Samatva or equanimity is the crux of the preachings of every enlightened soul that has ever roamed this planet. Words, languages and methods could vary but the message is to attain samatva. Any preaching or practice contrary to this is dogmatic.

In the context of the mind, it is the balance between the senses on one side and intellect (buddhi) on the other side. If one leans towards senses, one gets drenched in desires. When intellect dominates, one would be an aware person but might look down on others as they may lack compassion. That's why Krishna says that the best Yogi is he who feels for others, whether in grief or pleasure, even as he feels for himself (6.32). It's the coherence of awareness and compassion.

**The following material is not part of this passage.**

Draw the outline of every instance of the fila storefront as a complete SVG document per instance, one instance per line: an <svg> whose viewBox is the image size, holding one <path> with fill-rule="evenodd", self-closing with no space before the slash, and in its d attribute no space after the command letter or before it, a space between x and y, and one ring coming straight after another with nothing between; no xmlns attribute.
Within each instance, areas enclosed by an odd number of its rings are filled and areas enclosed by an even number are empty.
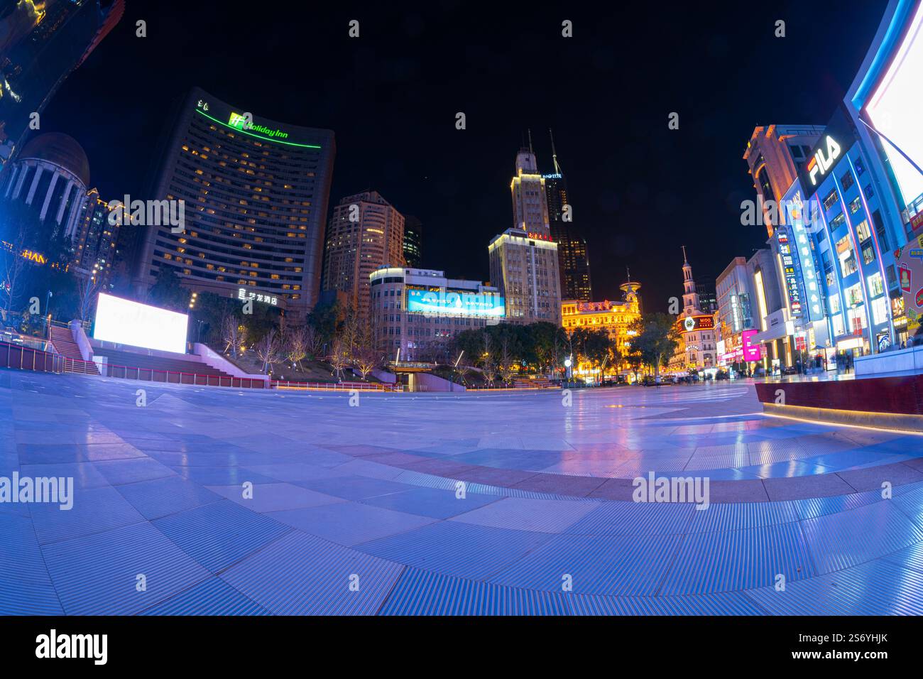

Krishna told us to treat things like gold and rock as the same; a cow, an elephant and a dog as the same. Later he told us to treat all people including friends and enemies as equals. Another way to understand this is that there are three different levels to treating people. One is like equality before law where two people have the right to be treated as equals. Second is like equating two persons or qualities where one is closer to our heart while another is not. It's treating parents and in-laws as equals. The third level is equating ourselves with others. Their sorrow is ours and our pleasure is theirs. It's pure compassion flowing out of samatva . Krishna calls this 'supreme bliss' which is attained when the mind is perfectly tranquil and passion is calmed. (6.27)

To achieve this, Krishna advises regular practice with determination (6.23). Even if the unsteady and restless mind wanders away, we need to bring it under control (6.26). He assures infinite bliss with this regular practice (6.28).